Arriviamo a quei terribili giorni
«Avevo ricevuto una notizia bruttissima. Mio padre in India era morto. Mia madre e le mie sorelle erano rimaste sole. Per noi indiani rispettare i genitori è importantissimo. Si vive grazie a loro e quando muoiono ci si deve assumere la responsabilità della famiglia che resta. Ma io non potevo farlo. Ero in Italia a lavorare e a sputare sangue per arricchire il padrone. Avevo ogni giorno la schiena che mi faceva male e il cuore anche, dopo quella notizia. Ma forse per volere di Dio, che ho pregato tanto, avevo una via d'uscita. Il Governo italiano emanò la regolarizzazione per quelli che, come me, non avevano un permesso di soggiorno e un regolare contratto. Improvvisamene spuntava il sole. Ho preso informazioni. Mi sono fatto coraggio e chiesi al caporale indiano di avviare per me la regolarizzazione. Sapevo che il datore di lavoro avrebbe dovuto pagare circa 500 euro e io circa 150. Quel padrone sfruttandomi mi aveva rubato migliaia di euro. Ora poteva restituirmene almeno una parte».
E cosa è accaduto?
«È accaduto che la risposta è stata negativa. Anzi, non è stato solo un no. È stata un'offesa dettata dalla cattiveria e dalla bramosia di denaro. Il caporale mi ha detto che avrei dovuto pagare per essere regolarizzato. Ma come, non è un mio diritto? E poi dovevo tornare urgentemente in India dalla mia famiglia. Invece mi stavano chiedendo quasi 10 mila euro. Questo è stato possibile perché il Governo italiano con quella regolarizzazione ha dato troppa centralità ai padroni. Li ha infatti inseriti al centro sostanzialmente del processo di regolarizzazione e dunque ha riconosciuto loro un potere discrezionale e di ricatto che si è riverberato ancora una volta su noi braccianti stranieri. Sarebbe stato meglio se ci fosse stata data la possibilità di rivolgerci direttamente allo Stato o ai sindacati. Invece, ancora una volta, il padrone è stato messo al centro. E molti di loro, come il mio, ne hanno approfittato. Pensa che lui ha fatturati di milioni di euro. I miei soldi non gli avrebbero cambiato la vita ma me li ha chiesti ugualmente. In quel momento tutto mi è crollato addosso. Mio padre morto, la mia famiglia sola in India, io incastrato in quel mondo, il padrone che voleva diventare col caporale indiano più ricco. Dentro me qualcosa si è spezzato. Tornando a casa presi la mia decisione. Mi mancava mio padre e in quel mondo di violenza e sfruttamento non volevo più vivere. Sono tornato a casa. Ho aperto la porta. Mi ricordo di essere in una sorta di trance. Sentivo solo dolore. Un dolore profondissimo e fortissimo. Presi una lunga sciarpa arancione. Io sono minuto, piccolino. Legai un lato della sciarpa in cima ad un mobile e l'altro intorno al mio collo. E dissi addio a tutto. Non ce l'ho fatta. Mi tolsi la vita per disperazione e nel contempo per denunciare al mondo dei ricchi che alcuni di loro sono tali solo perché ci derubano, ci sfruttano e ci emarginano. Ho sentito una stretta fortissima al collo. È durato qualche secondo. Poi ho visto tutto nero e tutto subito dopo è finito. Ora sono qui e da qui non parlo direttamente con voi ma cerco di smuovere le vostre coscienze, o almeno di coloro che una coscienza ancora ce l'hanno. So che tu hai le foto e i video di quando mi hanno trovato».
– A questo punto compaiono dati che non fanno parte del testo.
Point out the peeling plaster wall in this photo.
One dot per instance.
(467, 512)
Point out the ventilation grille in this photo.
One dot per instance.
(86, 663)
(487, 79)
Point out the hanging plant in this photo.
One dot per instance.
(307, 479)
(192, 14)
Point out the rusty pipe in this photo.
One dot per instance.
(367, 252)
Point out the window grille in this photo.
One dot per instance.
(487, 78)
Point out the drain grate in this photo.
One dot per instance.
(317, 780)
Il mondo dei ricchi dovrebbe vergognarsi e quello degli ignavi, pavidi e timidi invece chiederti scusa per non avere fatto abbastanza o per non averlo fatto in tempo. Io per primo. Sai che nel Pontino c'è un progetto che porta il tuo nome? Si chiama Dignità Joban-Singh ed è portato avanti da Tempi Moderni
«L'ho saputo e ne sono felice. Si sono già rivolti al progetto diverse donne indiane sfruttate. Alcune hanno lavorato anche 6 mesi come braccianti senza prendere un euro. Ora hanno denunciato a dimostrazione che noi lavoratori e lavoratrici sappiamo assumerci le nostre responsabilità. Poi sono venuti giovani indiani, ragazzi senza permesso di soggiorno, braccianti indiani adulti sfruttati, degli italiani sfruttati in edilizia e nel commercio al minuto. Anche tre assistenti domiciliari italiane, che voi chiamare badanti con un pessimo termine, hanno chiesto informazioni e aiuto. Io sono accanto a loro e a tutti coloro che non smettono di lottare per vincere padroni e padrini, trafficanti e sfruttatori, avvocati, commercialisti, mediatori e capi corrotti. Da qui è facile vedere un'umanità composta tutta da persone libere e uguale».